Metadata-Version: 2.1
Name: algotom
Version: 1.0.3
Summary: Data processing algorithms for tomography
Home-page: https://github.com/algotom/algotom
Author: Nghia Vo
Author-email: nghia.vo@diamond.ac.uk
License: Apache 2.0
Keywords: Parallel-beam Computed Tomography,Image Processing,Tomography,X-ray Imaging
Platform: Any
Classifier: Programming Language :: Python :: 3
Classifier: License :: OSI Approved :: Apache Software License
Classifier: Intended Audience :: Science/Research
Classifier: Operating System :: OS Independent
Classifier: Natural Language :: English
Classifier: Topic :: Scientific/Engineering :: Image Processing
Requires-Python: >=3.7
Description-Content-Type: text/markdown
License-File: LICENSE

# Algotom
### Data processing (**ALGO**)rithms for (**TOM**)ography.

![logo](https://github.com/algotom/algotom/raw/master/figs/readme/logo2.png)

**Algotom** is a Python package implementing methods for processing tomographic
data acquired by non-standard scanning techniques such as grid scans, helical 
scans, half-acquisition scans, or their combinations. Certainly, Algotom can 
also be used for standard scans. The software includes methods in a full 
pipeline of data processing: reading-writing data, pre-processing, tomographic 
reconstruction, post-processing, and data simulation. Many utility methods are 
provided to help users quickly develop prototype-methods or build a pipeline for
processing their own data.

The software is made available for the paper; *"Data processing methods and data 
acquisition for samples larger than the field of view in parallel-beam tomography,"*
Nghia T. Vo, Robert C. Atwood, Michael Drakopoulos, and Thomas Connolley, Opt. 
Express 29, 17849-17874 (2021); https://doi.org/10.1364/OE.418448. Selected
answers to technical questions of anonymous reviewers about methods in the paper
is [here](https://www.researchgate.net/profile/Nghia-T-Vo/publication/351559034_Selected_replies_to_technical_questions_from_reviewerspdf/data/609d2c69a6fdcc9aa7e697ea/Selected-replies-to-technical-questions-from-reviewers.pdf).     

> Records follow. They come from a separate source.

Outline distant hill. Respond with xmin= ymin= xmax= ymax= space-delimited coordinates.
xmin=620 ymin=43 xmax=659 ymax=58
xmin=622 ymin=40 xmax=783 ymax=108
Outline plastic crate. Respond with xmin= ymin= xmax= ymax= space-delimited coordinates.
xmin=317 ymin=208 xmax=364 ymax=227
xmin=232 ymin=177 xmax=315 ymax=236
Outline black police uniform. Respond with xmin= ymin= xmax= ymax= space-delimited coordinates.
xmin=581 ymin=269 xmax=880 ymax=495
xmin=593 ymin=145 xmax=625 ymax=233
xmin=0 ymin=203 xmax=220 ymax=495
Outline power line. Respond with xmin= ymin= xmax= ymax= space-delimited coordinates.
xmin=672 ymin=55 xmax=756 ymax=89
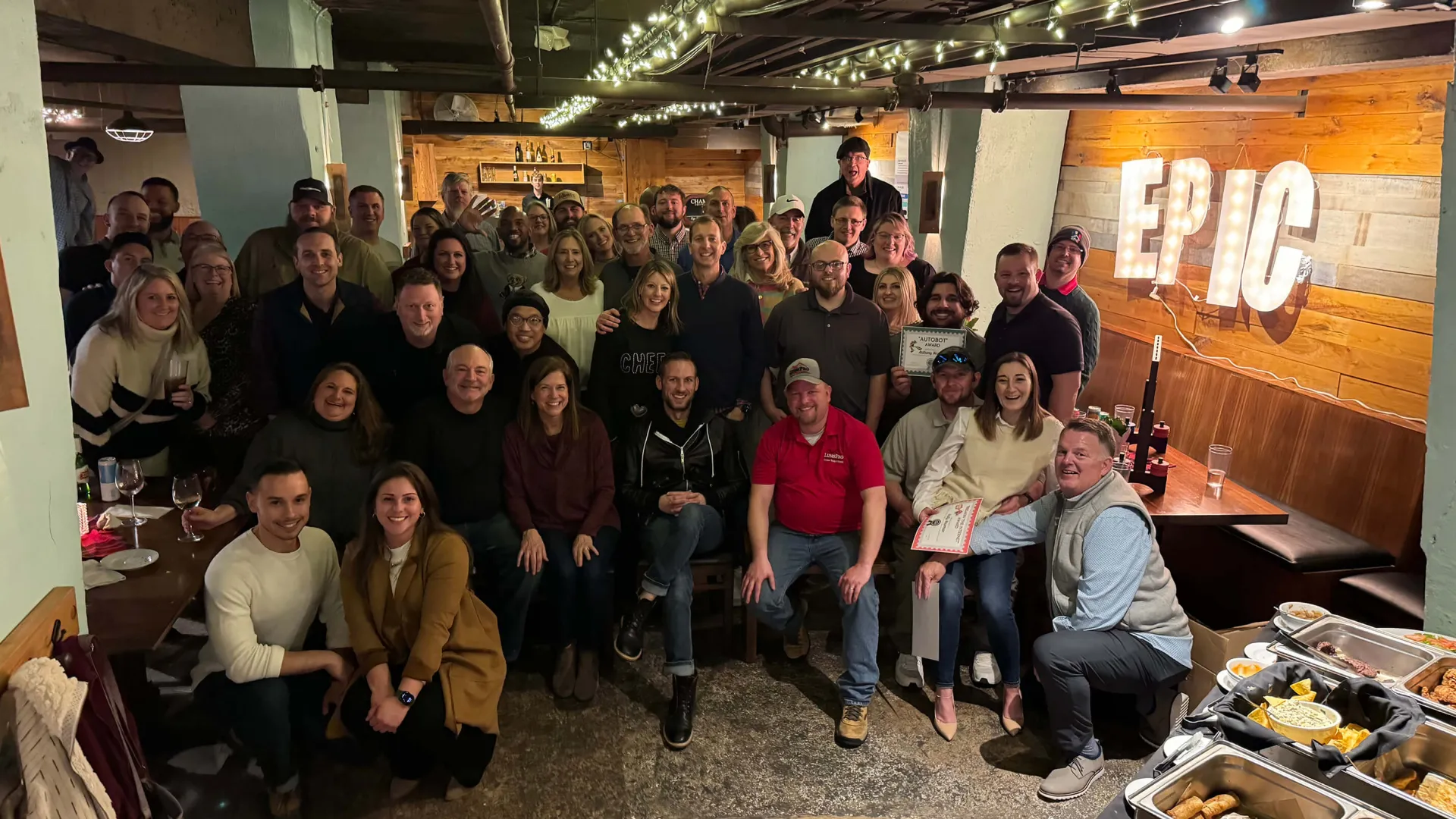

> "... Algotom development was started at the I12-JEEP beamline in 2014 as Python
> codes to process data acquired by the beamline's large field-of-view (FOV) detector, 
> which uses two imaging sensors to cover a rectangular FOV. Images from these 
> cameras must be stitched before tomographic reconstruction can take place. 
> Data processing methods for improving the quality of tomographic data; 
> removing artifacts caused by imperfections of hardware components; 
> making use the beamline capabilities; processing data acquired by non-traditional
> scanning techniques; and automating data processing pipeline have been actively
> developed at I12 over the years. These methods have been used internally by I12's
> users and refined further for publication and sharing with the research community
> through open-source software such as Tomopy and Savu ...
> 
> ... In contrast to Savu and Tomopy which are optimized for speed, Algotom is a 
> package of data processing algorithms and tools which are designed to be 
> easy-to-use and easy-to-deploy prototype methods. The development of Algotom 
> has focused on pre-processing methods which work in the sinogram space to 
> reduce computational cost. Methods working in the projection space such as 
> phase filter, distortion correction, or rotation correction have been adapted 
> to work in the sinogram space..." 

Features
--------
Algotom is a lightweight package. The software is built on top of a few core
Python libraries to ensure its ease-of-installation. Methods distributed in 
Algotom have been developed and tested at a synchrotron beamline where massive
datasets are produced; image features can change significantly between 
experiments depending on X-ray energy and sample types which can be biological, 
medical, material science, or geological in origin. Users often don't have 
sufficient experience with image processing methods to know how to properly 
tune parameters. All these factors drive the methods developed to be 
easy-to-use, robust, and practical. Some featuring methods in Algotom are as 
follows:
- Methods for processing grid scans (or tiled scans) with the offset rotation-axis 
  to multiply double the field-of-view (FOV) of a parallel-beam tomography system.
  
  ![grid_scan](https://github.com/algotom/algotom/raw/master/figs/readme/grid_scan.jpg)
 
  [![animation](https://github.com/algotom/algotom/raw/master/figs/readme/thumbnail.png)](https://www.youtube.com/watch?v=CNRGutasp0c)
  
- Methods for processing helical scans (with/without the offset rotation-axis).
  
  ![helical_scan](https://github.com/algotom/algotom/raw/master/figs/readme/helical_scan.jpg)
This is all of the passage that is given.